# Phase 2.5 - Event Replay API Implementation Plan
**Status**: ✅ Complete
**Completed**: 2025-12-10
**Dependencies**: Phase 2.2 (PostgreSQL Storage) ✅, Phase 2.3 (Consumer Groups) ✅, Phase 2.4 (Retention Policies) ✅
**Target**: APIs for replaying events from specific offsets and time ranges
**Note**: gRPC integration (Phase 2.5.3) has been deferred as proto file extensions are needed. Core replay functionality is complete and working.
## Overview
Phase 2.5 adds event replay capabilities, enabling consumers to:
- **Replay from offset**: Re-process events starting from a specific position
- **Replay from time**: Re-process events starting from a specific timestamp
- **Replay time ranges**: Process events within a specific time window
- **Filtered replay**: Replay only specific event types or matching criteria
- **Rate-limited replay**: Control replay speed to avoid overwhelming consumers
## Background
Currently (Phase 2.4), consumers can read events forward from the current position or from a specific offset. However, there's no dedicated API for:
- Rebuilding read models from scratch
- Reprocessing events after fixing bugs in handlers
- Creating new projections from historical events
- Debugging and analysis by replaying specific time periods
**Key Concepts:**
- **Event Replay**: Re-reading and reprocessing historical events
- **Offset-based Replay**: Replay from a specific sequence number
- **Time-based Replay**: Replay from a specific timestamp
- **Range Replay**: Replay events within a time window
- **Filtered Replay**: Replay only events matching specific criteria
- **Replay Cursor**: Track progress during replay operations
## Goals
1. **Offset-based Replay**: API to replay from a specific offset
2. **Time-based Replay**: API to replay from a timestamp (UTC)

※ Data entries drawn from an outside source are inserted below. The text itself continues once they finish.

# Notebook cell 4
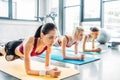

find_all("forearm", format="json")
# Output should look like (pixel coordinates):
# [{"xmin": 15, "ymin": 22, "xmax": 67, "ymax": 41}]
[{"xmin": 63, "ymin": 56, "xmax": 78, "ymax": 60}]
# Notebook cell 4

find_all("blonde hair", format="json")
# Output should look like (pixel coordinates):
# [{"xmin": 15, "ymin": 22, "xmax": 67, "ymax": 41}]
[{"xmin": 73, "ymin": 27, "xmax": 84, "ymax": 38}]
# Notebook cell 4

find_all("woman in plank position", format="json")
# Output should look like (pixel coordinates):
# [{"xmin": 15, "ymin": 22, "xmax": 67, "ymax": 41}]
[
  {"xmin": 1, "ymin": 23, "xmax": 60, "ymax": 77},
  {"xmin": 53, "ymin": 27, "xmax": 84, "ymax": 60},
  {"xmin": 83, "ymin": 27, "xmax": 101, "ymax": 52}
]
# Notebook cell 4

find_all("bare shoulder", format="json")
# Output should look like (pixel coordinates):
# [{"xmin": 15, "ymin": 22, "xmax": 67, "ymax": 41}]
[{"xmin": 24, "ymin": 37, "xmax": 34, "ymax": 44}]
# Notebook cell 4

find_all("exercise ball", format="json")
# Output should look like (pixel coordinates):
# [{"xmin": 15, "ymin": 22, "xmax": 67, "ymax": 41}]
[{"xmin": 97, "ymin": 29, "xmax": 110, "ymax": 44}]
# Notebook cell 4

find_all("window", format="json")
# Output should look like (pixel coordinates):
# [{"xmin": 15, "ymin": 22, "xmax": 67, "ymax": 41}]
[
  {"xmin": 82, "ymin": 21, "xmax": 100, "ymax": 34},
  {"xmin": 65, "ymin": 0, "xmax": 80, "ymax": 6},
  {"xmin": 63, "ymin": 0, "xmax": 80, "ymax": 34},
  {"xmin": 0, "ymin": 0, "xmax": 8, "ymax": 17},
  {"xmin": 12, "ymin": 0, "xmax": 37, "ymax": 20},
  {"xmin": 47, "ymin": 0, "xmax": 59, "ymax": 26},
  {"xmin": 104, "ymin": 0, "xmax": 120, "ymax": 37},
  {"xmin": 65, "ymin": 6, "xmax": 80, "ymax": 33},
  {"xmin": 84, "ymin": 0, "xmax": 101, "ymax": 19}
]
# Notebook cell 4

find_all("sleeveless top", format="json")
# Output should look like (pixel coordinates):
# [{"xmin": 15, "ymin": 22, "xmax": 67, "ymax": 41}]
[
  {"xmin": 19, "ymin": 38, "xmax": 47, "ymax": 56},
  {"xmin": 54, "ymin": 35, "xmax": 77, "ymax": 47}
]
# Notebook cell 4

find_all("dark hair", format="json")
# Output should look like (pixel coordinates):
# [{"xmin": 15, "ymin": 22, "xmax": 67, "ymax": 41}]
[
  {"xmin": 34, "ymin": 23, "xmax": 57, "ymax": 38},
  {"xmin": 90, "ymin": 27, "xmax": 99, "ymax": 32}
]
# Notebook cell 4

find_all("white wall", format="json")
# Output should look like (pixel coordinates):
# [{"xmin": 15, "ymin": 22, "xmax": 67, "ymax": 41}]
[{"xmin": 0, "ymin": 20, "xmax": 41, "ymax": 41}]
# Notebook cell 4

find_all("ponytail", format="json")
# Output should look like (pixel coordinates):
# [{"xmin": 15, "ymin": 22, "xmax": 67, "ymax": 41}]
[
  {"xmin": 34, "ymin": 23, "xmax": 57, "ymax": 38},
  {"xmin": 34, "ymin": 25, "xmax": 43, "ymax": 38}
]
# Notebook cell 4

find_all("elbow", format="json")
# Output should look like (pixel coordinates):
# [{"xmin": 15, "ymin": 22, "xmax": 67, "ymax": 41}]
[
  {"xmin": 83, "ymin": 48, "xmax": 85, "ymax": 52},
  {"xmin": 63, "ymin": 55, "xmax": 67, "ymax": 59},
  {"xmin": 26, "ymin": 70, "xmax": 31, "ymax": 75}
]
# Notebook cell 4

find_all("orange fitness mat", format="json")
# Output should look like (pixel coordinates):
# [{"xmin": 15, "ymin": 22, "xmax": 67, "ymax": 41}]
[{"xmin": 0, "ymin": 56, "xmax": 79, "ymax": 80}]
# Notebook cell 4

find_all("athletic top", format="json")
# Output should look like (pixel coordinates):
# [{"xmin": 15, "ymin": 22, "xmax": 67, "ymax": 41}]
[
  {"xmin": 54, "ymin": 35, "xmax": 77, "ymax": 47},
  {"xmin": 19, "ymin": 38, "xmax": 47, "ymax": 56}
]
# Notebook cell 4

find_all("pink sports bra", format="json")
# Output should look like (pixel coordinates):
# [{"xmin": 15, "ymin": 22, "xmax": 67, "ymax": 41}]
[
  {"xmin": 19, "ymin": 38, "xmax": 47, "ymax": 56},
  {"xmin": 58, "ymin": 35, "xmax": 76, "ymax": 47}
]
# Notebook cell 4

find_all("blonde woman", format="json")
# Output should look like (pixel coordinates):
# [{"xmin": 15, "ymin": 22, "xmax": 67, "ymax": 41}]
[
  {"xmin": 54, "ymin": 27, "xmax": 84, "ymax": 60},
  {"xmin": 83, "ymin": 27, "xmax": 101, "ymax": 52}
]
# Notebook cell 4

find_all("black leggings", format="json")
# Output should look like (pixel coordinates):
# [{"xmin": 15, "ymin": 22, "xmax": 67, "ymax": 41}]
[{"xmin": 5, "ymin": 40, "xmax": 23, "ymax": 56}]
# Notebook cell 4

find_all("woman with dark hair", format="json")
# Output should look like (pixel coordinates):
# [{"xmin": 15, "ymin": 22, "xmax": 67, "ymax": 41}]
[
  {"xmin": 1, "ymin": 23, "xmax": 60, "ymax": 77},
  {"xmin": 83, "ymin": 27, "xmax": 101, "ymax": 52}
]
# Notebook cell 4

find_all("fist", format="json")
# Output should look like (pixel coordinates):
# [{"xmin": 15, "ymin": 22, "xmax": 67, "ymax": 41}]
[
  {"xmin": 48, "ymin": 67, "xmax": 61, "ymax": 78},
  {"xmin": 96, "ymin": 48, "xmax": 101, "ymax": 52}
]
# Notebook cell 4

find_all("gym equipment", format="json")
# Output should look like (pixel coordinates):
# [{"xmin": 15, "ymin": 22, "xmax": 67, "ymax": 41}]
[
  {"xmin": 97, "ymin": 29, "xmax": 110, "ymax": 44},
  {"xmin": 0, "ymin": 57, "xmax": 79, "ymax": 80},
  {"xmin": 39, "ymin": 52, "xmax": 100, "ymax": 65}
]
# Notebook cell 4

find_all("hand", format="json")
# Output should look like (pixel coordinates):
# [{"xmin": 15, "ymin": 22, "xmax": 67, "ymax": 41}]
[
  {"xmin": 96, "ymin": 48, "xmax": 101, "ymax": 52},
  {"xmin": 77, "ymin": 54, "xmax": 85, "ymax": 60},
  {"xmin": 47, "ymin": 68, "xmax": 61, "ymax": 78}
]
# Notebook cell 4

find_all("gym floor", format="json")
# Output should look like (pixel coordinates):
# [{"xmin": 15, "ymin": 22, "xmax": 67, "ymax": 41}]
[{"xmin": 0, "ymin": 42, "xmax": 120, "ymax": 80}]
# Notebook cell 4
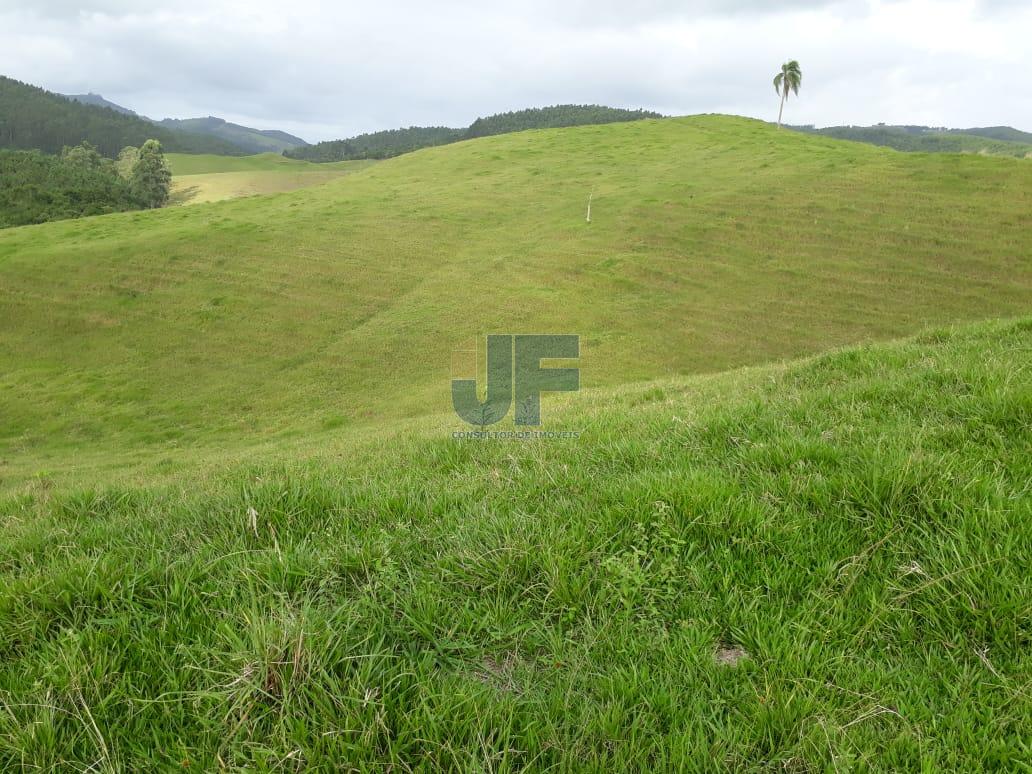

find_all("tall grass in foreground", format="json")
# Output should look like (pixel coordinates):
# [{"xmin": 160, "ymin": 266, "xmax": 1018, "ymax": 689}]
[{"xmin": 0, "ymin": 320, "xmax": 1032, "ymax": 771}]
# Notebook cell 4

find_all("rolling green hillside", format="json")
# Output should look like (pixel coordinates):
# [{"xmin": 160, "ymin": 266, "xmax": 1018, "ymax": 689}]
[
  {"xmin": 0, "ymin": 317, "xmax": 1032, "ymax": 772},
  {"xmin": 0, "ymin": 117, "xmax": 1032, "ymax": 486}
]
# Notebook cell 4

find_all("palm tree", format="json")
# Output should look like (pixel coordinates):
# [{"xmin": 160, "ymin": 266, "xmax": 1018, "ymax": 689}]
[{"xmin": 774, "ymin": 59, "xmax": 803, "ymax": 128}]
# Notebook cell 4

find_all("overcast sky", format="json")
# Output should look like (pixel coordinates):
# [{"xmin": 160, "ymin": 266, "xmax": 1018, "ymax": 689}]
[{"xmin": 0, "ymin": 0, "xmax": 1032, "ymax": 141}]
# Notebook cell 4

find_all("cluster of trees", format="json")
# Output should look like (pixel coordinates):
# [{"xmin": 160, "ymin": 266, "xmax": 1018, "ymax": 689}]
[
  {"xmin": 283, "ymin": 126, "xmax": 463, "ymax": 162},
  {"xmin": 793, "ymin": 125, "xmax": 1032, "ymax": 158},
  {"xmin": 283, "ymin": 105, "xmax": 662, "ymax": 162},
  {"xmin": 0, "ymin": 75, "xmax": 245, "ymax": 158},
  {"xmin": 465, "ymin": 105, "xmax": 663, "ymax": 138},
  {"xmin": 0, "ymin": 139, "xmax": 172, "ymax": 228}
]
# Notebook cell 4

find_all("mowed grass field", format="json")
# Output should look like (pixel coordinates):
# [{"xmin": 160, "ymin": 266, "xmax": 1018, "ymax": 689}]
[
  {"xmin": 0, "ymin": 117, "xmax": 1032, "ymax": 489},
  {"xmin": 0, "ymin": 117, "xmax": 1032, "ymax": 772},
  {"xmin": 167, "ymin": 153, "xmax": 374, "ymax": 204},
  {"xmin": 0, "ymin": 318, "xmax": 1032, "ymax": 772}
]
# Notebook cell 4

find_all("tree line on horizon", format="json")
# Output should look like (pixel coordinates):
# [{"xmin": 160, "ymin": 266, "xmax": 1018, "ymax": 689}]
[
  {"xmin": 0, "ymin": 139, "xmax": 172, "ymax": 228},
  {"xmin": 283, "ymin": 105, "xmax": 663, "ymax": 163}
]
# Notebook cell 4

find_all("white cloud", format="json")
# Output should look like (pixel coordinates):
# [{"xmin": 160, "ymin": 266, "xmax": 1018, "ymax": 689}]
[{"xmin": 0, "ymin": 0, "xmax": 1032, "ymax": 140}]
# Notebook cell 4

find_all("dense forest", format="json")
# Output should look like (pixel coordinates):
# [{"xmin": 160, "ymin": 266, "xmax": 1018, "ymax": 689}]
[
  {"xmin": 0, "ymin": 140, "xmax": 171, "ymax": 228},
  {"xmin": 0, "ymin": 75, "xmax": 245, "ymax": 158},
  {"xmin": 283, "ymin": 105, "xmax": 662, "ymax": 162},
  {"xmin": 465, "ymin": 105, "xmax": 663, "ymax": 138},
  {"xmin": 792, "ymin": 125, "xmax": 1032, "ymax": 158},
  {"xmin": 283, "ymin": 126, "xmax": 464, "ymax": 162}
]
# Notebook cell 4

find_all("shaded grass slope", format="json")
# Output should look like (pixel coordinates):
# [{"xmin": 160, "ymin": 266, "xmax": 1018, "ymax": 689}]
[
  {"xmin": 0, "ymin": 319, "xmax": 1032, "ymax": 772},
  {"xmin": 0, "ymin": 116, "xmax": 1032, "ymax": 486}
]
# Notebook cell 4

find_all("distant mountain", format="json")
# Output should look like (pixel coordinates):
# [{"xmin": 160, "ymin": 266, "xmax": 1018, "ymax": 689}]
[
  {"xmin": 155, "ymin": 116, "xmax": 309, "ymax": 153},
  {"xmin": 789, "ymin": 124, "xmax": 1032, "ymax": 158},
  {"xmin": 63, "ymin": 92, "xmax": 308, "ymax": 154},
  {"xmin": 465, "ymin": 105, "xmax": 663, "ymax": 138},
  {"xmin": 284, "ymin": 105, "xmax": 662, "ymax": 162},
  {"xmin": 0, "ymin": 75, "xmax": 244, "ymax": 158},
  {"xmin": 284, "ymin": 126, "xmax": 465, "ymax": 162},
  {"xmin": 61, "ymin": 92, "xmax": 136, "ymax": 116}
]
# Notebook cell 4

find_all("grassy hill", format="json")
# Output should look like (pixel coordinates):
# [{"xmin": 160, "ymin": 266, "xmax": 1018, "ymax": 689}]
[
  {"xmin": 0, "ymin": 117, "xmax": 1032, "ymax": 487},
  {"xmin": 168, "ymin": 153, "xmax": 375, "ymax": 204},
  {"xmin": 0, "ymin": 317, "xmax": 1032, "ymax": 771}
]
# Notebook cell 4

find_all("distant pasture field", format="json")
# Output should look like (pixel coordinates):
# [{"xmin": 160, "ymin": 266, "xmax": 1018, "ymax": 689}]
[
  {"xmin": 0, "ymin": 116, "xmax": 1032, "ymax": 487},
  {"xmin": 167, "ymin": 153, "xmax": 375, "ymax": 204}
]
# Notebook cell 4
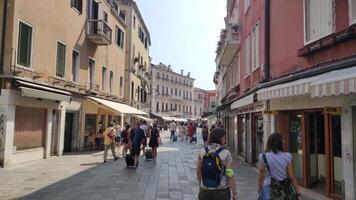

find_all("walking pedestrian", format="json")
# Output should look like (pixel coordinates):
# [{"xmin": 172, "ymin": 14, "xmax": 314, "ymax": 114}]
[
  {"xmin": 169, "ymin": 120, "xmax": 177, "ymax": 140},
  {"xmin": 121, "ymin": 124, "xmax": 131, "ymax": 158},
  {"xmin": 196, "ymin": 128, "xmax": 237, "ymax": 200},
  {"xmin": 103, "ymin": 122, "xmax": 118, "ymax": 163},
  {"xmin": 130, "ymin": 122, "xmax": 145, "ymax": 169},
  {"xmin": 258, "ymin": 133, "xmax": 300, "ymax": 200},
  {"xmin": 140, "ymin": 121, "xmax": 148, "ymax": 155},
  {"xmin": 148, "ymin": 124, "xmax": 160, "ymax": 162}
]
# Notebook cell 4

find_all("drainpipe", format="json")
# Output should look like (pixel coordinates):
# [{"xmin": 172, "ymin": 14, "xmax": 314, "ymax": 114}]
[
  {"xmin": 0, "ymin": 0, "xmax": 8, "ymax": 73},
  {"xmin": 263, "ymin": 0, "xmax": 271, "ymax": 82}
]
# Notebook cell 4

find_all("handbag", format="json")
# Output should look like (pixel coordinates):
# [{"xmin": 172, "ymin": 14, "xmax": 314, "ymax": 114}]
[{"xmin": 262, "ymin": 153, "xmax": 298, "ymax": 200}]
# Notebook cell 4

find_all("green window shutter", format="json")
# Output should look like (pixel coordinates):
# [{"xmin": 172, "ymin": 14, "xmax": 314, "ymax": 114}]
[
  {"xmin": 56, "ymin": 42, "xmax": 66, "ymax": 78},
  {"xmin": 17, "ymin": 22, "xmax": 32, "ymax": 67}
]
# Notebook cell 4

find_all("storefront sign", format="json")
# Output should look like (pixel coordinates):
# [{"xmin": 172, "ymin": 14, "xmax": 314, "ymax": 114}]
[
  {"xmin": 324, "ymin": 107, "xmax": 341, "ymax": 115},
  {"xmin": 263, "ymin": 110, "xmax": 278, "ymax": 115}
]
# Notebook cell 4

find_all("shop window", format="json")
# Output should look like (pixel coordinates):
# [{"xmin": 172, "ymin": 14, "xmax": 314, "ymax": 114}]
[{"xmin": 304, "ymin": 0, "xmax": 333, "ymax": 43}]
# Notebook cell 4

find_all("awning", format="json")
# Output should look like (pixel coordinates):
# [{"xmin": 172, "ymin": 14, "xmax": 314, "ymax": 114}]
[
  {"xmin": 134, "ymin": 115, "xmax": 154, "ymax": 123},
  {"xmin": 19, "ymin": 86, "xmax": 71, "ymax": 102},
  {"xmin": 257, "ymin": 75, "xmax": 322, "ymax": 101},
  {"xmin": 17, "ymin": 80, "xmax": 72, "ymax": 96},
  {"xmin": 88, "ymin": 97, "xmax": 148, "ymax": 115},
  {"xmin": 231, "ymin": 93, "xmax": 255, "ymax": 110},
  {"xmin": 310, "ymin": 66, "xmax": 356, "ymax": 98}
]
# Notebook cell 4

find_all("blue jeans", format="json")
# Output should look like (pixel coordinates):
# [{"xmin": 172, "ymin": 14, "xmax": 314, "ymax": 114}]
[{"xmin": 258, "ymin": 185, "xmax": 271, "ymax": 200}]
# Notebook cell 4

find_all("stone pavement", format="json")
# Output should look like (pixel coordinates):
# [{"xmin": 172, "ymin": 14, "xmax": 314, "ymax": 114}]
[{"xmin": 0, "ymin": 132, "xmax": 322, "ymax": 200}]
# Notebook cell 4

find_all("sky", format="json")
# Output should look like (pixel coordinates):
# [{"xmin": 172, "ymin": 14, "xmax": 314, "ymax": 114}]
[{"xmin": 136, "ymin": 0, "xmax": 226, "ymax": 90}]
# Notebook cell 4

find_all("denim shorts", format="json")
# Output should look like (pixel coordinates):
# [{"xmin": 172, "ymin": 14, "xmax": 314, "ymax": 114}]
[{"xmin": 258, "ymin": 185, "xmax": 271, "ymax": 200}]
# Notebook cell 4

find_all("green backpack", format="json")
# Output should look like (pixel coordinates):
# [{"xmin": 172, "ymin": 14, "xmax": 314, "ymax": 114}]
[{"xmin": 262, "ymin": 154, "xmax": 298, "ymax": 200}]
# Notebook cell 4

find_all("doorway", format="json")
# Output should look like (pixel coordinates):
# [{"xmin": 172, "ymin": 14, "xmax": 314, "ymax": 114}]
[
  {"xmin": 307, "ymin": 112, "xmax": 326, "ymax": 194},
  {"xmin": 63, "ymin": 113, "xmax": 74, "ymax": 152}
]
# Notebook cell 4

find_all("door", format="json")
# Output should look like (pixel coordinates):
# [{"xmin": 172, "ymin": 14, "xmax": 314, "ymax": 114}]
[
  {"xmin": 63, "ymin": 113, "xmax": 74, "ymax": 152},
  {"xmin": 288, "ymin": 113, "xmax": 304, "ymax": 183},
  {"xmin": 327, "ymin": 115, "xmax": 343, "ymax": 199},
  {"xmin": 51, "ymin": 110, "xmax": 59, "ymax": 156},
  {"xmin": 307, "ymin": 112, "xmax": 326, "ymax": 194},
  {"xmin": 252, "ymin": 115, "xmax": 264, "ymax": 165}
]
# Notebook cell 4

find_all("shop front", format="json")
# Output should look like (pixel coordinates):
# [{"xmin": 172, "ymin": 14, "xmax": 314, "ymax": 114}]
[
  {"xmin": 231, "ymin": 94, "xmax": 265, "ymax": 166},
  {"xmin": 257, "ymin": 67, "xmax": 356, "ymax": 199}
]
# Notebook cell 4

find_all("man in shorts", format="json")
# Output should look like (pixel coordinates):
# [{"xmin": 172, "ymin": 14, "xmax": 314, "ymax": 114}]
[{"xmin": 130, "ymin": 123, "xmax": 145, "ymax": 169}]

3. **Range Replay**: API to replay events within start/end times
4. **Event Type Filtering**: Replay only specific event types
5. **Rate Limiting**: Control replay speed (events/second)
6. **Progress Tracking**: Monitor replay progress
7. **gRPC Integration**: Expose replay APIs via gRPC streaming
## Non-Goals (Deferred to Future Phases)
- Complex event filtering (Phase 3.x)
- Replay scheduling and orchestration (Phase 3.x)
- Multi-stream coordinated replay (Phase 3.x)
- Snapshot-based replay optimization (Phase 3.x)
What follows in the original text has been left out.